Main

Many quantum error-correction (QEC) architectures are built on stabilizer codes20, where logical qubits are encoded in the joint state of multiple physical qubits, which we refer to as data qubits. Additional physical qubits known as measure qubits are interlaced with the data qubits and are used to periodically measure the parity of chosen data qubit combinations. These projective stabilizer measurements turn undesired perturbations of the data qubit states into discrete errors, which we track by looking for changes in parity. The stream of parity values can then be decoded to determine the most likely physical errors that occurred. For the purpose of maintaining a logical quantum memory in the codes presented in this work, these errors can be compensated in classical software3. In the simplest model, if the physical error per operation p is below a certain threshold pth determined by quantum computer architecture, chosen QEC code and decoder, then the probability of logical error per round of error correction (εL) should scale as:

$${\varepsilon }_{{\rm{L}}}=C/{\varLambda }^{(d+1)/2}.$$
(1)

Here, Λ pth/p is the exponential error suppression factor, C is a fitting constant and d is the code distance, defined as the minimum number of physical errors required to generate a logical error, and increases with the number of physical qubits3,21. More realistic error models cannot be characterized by a single error rate p or a single threshold value pth. Instead, quantum processors must be benchmarked by measuring Λ.

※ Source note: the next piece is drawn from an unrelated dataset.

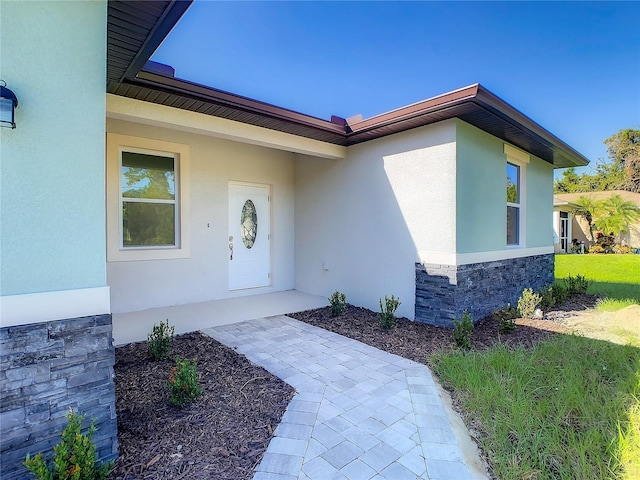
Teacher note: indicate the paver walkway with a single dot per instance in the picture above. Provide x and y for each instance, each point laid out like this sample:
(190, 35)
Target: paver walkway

Many previous experiments have demonstrated the principles of stabilizer codes in various platforms such as nuclear magnetic resonance22,23, ion traps24,25,26 and superconducting qubits19,21,27,28. However, these results cannot be extrapolated to exponential error suppression in large systems unless non-idealities such as crosstalk are well understood. Moreover, exponential error suppression has not previously been demonstrated with cyclic stabilizer measurements, which are a key requirement for fault-tolerant computing but introduce error mechanisms such as state leakage, heating and data qubit decoherence during measurement21,29.

In this work, we run two stabilizer codes. In the repetition code, qubits alternate between measure and data qubits in a 1D chain, and the number of qubits for a given code distance is nqubits = 2d − 1. Each measure qubit checks the parity of its two neighbours, and all measure qubits check the same basis so that the logical qubit is protected from either X or Z errors, but not both. In the surface code3,30,31,32, qubits follow a 2D chequerboard pattern of measure and data qubits, with nqubits = 2d2 − 1. The measure qubits further alternate between X and Z types, providing protection against both types of errors. We use repetition codes up to d = 11 to test for exponential error suppression and a d = 2 surface code to test the forward compatibility of our device with larger 2D codes.

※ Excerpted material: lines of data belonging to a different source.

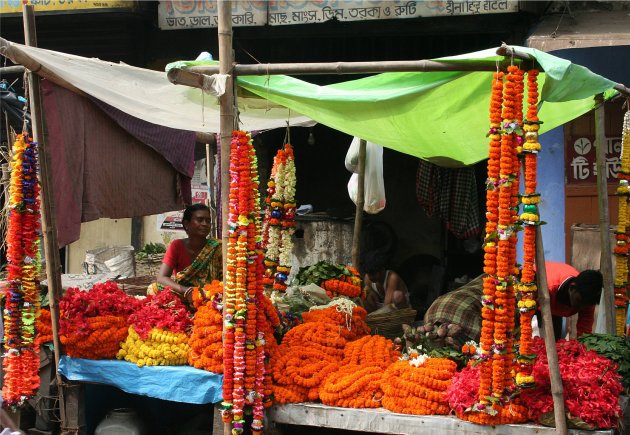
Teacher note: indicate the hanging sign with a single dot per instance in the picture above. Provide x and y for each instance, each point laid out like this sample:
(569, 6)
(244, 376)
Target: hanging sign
(43, 6)
(581, 161)
(199, 14)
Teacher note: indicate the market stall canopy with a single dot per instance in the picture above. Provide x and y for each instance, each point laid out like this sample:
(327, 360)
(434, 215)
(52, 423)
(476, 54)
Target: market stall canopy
(143, 93)
(581, 29)
(441, 117)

QEC with the Sycamore processor

We implement QEC using a Sycamore processor33, which consists of a 2D array of transmon qubits34 where each qubit is tunably coupled to four nearest neighbours—the connectivity required for the surface code. Compared with ref. 33, this device has an improved design of the readout circuit, allowing for faster readout with less crosstalk and a factor of 2 reduction in readout error per qubit (see Supplementary Section I). Like its predecessor, this processor has 54 qubits, but we used at most 21 because only a subset of the processor was wired up. Figure 1a shows the layout of the d = 11 (21 qubit) repetition code and d = 2 (7 qubit) surface code on the Sycamore device, while Fig. 1b summarizes the error rates of the operations which make up the stabilizer circuits. Additionally, the mean coherence times for each qubit are T1 = 15 μs and T2 = 19 μs.

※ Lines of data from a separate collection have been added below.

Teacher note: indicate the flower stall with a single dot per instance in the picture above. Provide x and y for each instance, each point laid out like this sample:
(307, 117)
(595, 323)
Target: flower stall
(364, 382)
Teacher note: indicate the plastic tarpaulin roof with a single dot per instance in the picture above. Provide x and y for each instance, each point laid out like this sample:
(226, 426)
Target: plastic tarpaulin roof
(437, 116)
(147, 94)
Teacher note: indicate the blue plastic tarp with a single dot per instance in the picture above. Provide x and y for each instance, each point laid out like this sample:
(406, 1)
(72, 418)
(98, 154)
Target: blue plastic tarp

The experiments reported here leverage two recent advancements in gate calibration on the Sycamore architecture. First, we use the reset protocol introduced in ref. 35, which removes population from excited states (including non-computational states) by sweeping the frequency of each measure qubit through that of its readout resonator. This reset operation is appended after each measurement in the QEC circuit and produces the ground state with error below 0.5%35 in 280 ns. Second, we implement a 26-ns controlled-Z (CZ) gate using a direct swap between the joint states $$|1,1\rangle$$ and $$|0,2\rangle$$ of the two qubits (refs. 14,36). As in ref. 33, the tunable qubit–qubit couplings allow these CZ gates to be executed with high parallelism, and up to 10 CZ gates are executed simultaneously in the repetition code. Additionally, we use the results of running QEC to calibrate phase corrections for each CZ gate (Supplementary Information section III). Using simultaneous cross-entropy benchmarking33, we find that the median CZ gate Pauli error is 0.62% (median CZ gate average error of 0.50%).

We focused our repetition code experiments on the phase-flip code, where data qubits occupy superposition states that are sensitive to both energy relaxation and dephasing, making it more challenging to implement and more predictive of surface code performance than the bit-flip code. A five-qubit unit of the phase-flip code circuit is shown in Fig. 1c. This circuit, which is repeated in both space (across the 1D chain) and time, maps the pairwise X-basis parity of the data qubits onto the two measure qubits, which are measured then reset. During measurement and reset, the data qubits are dynamically decoupled to protect the data qubits from various sources of dephasing (Supplementary Section XI). In a single run of the experiment, we initialize the data qubits into a random string of  $$|+\rangle$$  or  $$|-\rangle$$  on each qubit. Then, we repeat stabilizer measurements across the chain over many rounds, and finally, we measure the state of the data qubits in the X basis.

Our first pass at analysing the experimental data is to turn measurement outcomes into error detection events, which are changes in the measurement outcomes from the same measure qubit between adjacent rounds. We refer to each possible spacetime location of a detection event (that is, a specific measure qubit and round) as a detection node.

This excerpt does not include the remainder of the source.